Start Dating codependent person

Dating codependent person

Even in marriage when your spouse becomes your whole life, even then you remain yourself with your own likes and dislikes, friendships, hobbies, activities, projects, and the like. However, we all know that the day this person breaks up with their significant other is the very day they will be calling you wanting out again.

Codependency is frequently used as a blanket term that covers a variety of behaviors and situations.

The Merriam Webster Dictionary defines codependency as: A psychological condition or relationship in which a person is controlled or manipulated by another who is affected with a pathological condition (as an addiction to alcohol or heroin) Broadly: Dependence on the needs of or control by another.

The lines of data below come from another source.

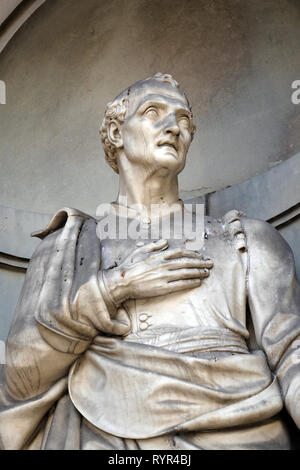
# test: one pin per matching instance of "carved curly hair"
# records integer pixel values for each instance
(116, 111)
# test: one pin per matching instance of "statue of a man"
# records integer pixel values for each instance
(147, 344)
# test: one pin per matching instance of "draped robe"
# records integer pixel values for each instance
(204, 368)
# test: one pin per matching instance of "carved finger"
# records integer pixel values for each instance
(188, 274)
(156, 246)
(180, 253)
(188, 263)
(183, 284)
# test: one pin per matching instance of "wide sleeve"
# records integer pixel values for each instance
(274, 301)
(60, 310)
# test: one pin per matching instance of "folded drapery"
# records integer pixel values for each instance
(156, 391)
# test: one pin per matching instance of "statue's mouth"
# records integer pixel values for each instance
(169, 144)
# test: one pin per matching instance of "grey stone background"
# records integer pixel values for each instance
(236, 60)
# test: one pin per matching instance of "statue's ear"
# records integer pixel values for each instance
(114, 134)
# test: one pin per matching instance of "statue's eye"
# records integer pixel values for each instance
(151, 112)
(184, 121)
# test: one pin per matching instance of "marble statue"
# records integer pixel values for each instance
(148, 344)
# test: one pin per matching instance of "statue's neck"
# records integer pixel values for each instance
(140, 188)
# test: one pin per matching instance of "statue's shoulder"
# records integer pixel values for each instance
(229, 227)
(59, 220)
(263, 238)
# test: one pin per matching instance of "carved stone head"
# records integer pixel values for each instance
(150, 123)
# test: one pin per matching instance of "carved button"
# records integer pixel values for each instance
(144, 321)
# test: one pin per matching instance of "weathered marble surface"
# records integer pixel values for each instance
(130, 345)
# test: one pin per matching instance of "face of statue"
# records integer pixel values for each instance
(157, 131)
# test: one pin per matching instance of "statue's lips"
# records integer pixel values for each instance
(169, 145)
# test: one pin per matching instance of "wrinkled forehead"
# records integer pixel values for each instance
(143, 91)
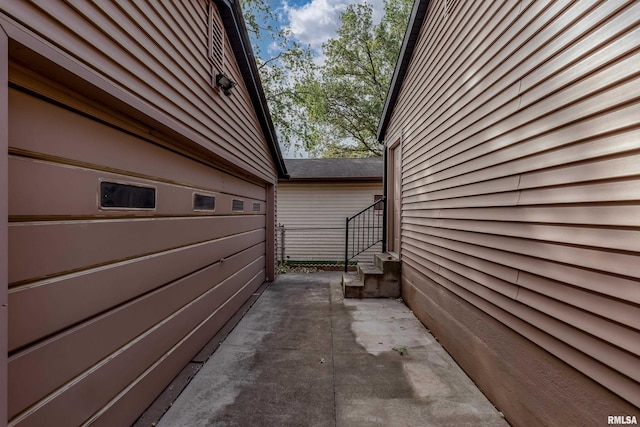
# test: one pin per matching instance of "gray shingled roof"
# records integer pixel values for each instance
(366, 169)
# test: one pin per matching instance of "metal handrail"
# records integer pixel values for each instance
(370, 234)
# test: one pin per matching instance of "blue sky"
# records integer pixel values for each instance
(313, 22)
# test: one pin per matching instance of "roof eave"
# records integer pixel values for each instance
(334, 179)
(416, 19)
(239, 38)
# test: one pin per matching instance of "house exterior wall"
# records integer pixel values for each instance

In its broadest definition, a codependent is someone who cannot function from their innate self and whose thinking and behavior is instead organized around another person, or even a process, or substance.

In this context, people who are addicted to a substance, like drugs, or a process, like gambling or sex, can also be considered codependent.

Some people who struggle with codependency bring these traits into all their relationships, even work-related or casual relationships.

Traits of codependency encompass a wide array of thoughts, feelings, actions and behavior patterns and habits. Two people who are codependent can behave wildly different from one another.

While not all codependent relationships revolve around addiction, the two frequently go hand in hand.

Codependent relationships may be between romantic partners, parents and their children or grandchildren, siblings and even friends.

Relationship Addicts: RAs, unlike other love addicts, are no longer in love with their partners but still cannot let go.

Usually, they are so unhappy that the relationship affects their health, spirit and emotional well being. They do not want to hurt or abandon their partners.

I will focus on just one of these patterns that occur—losing yourself in a relationship.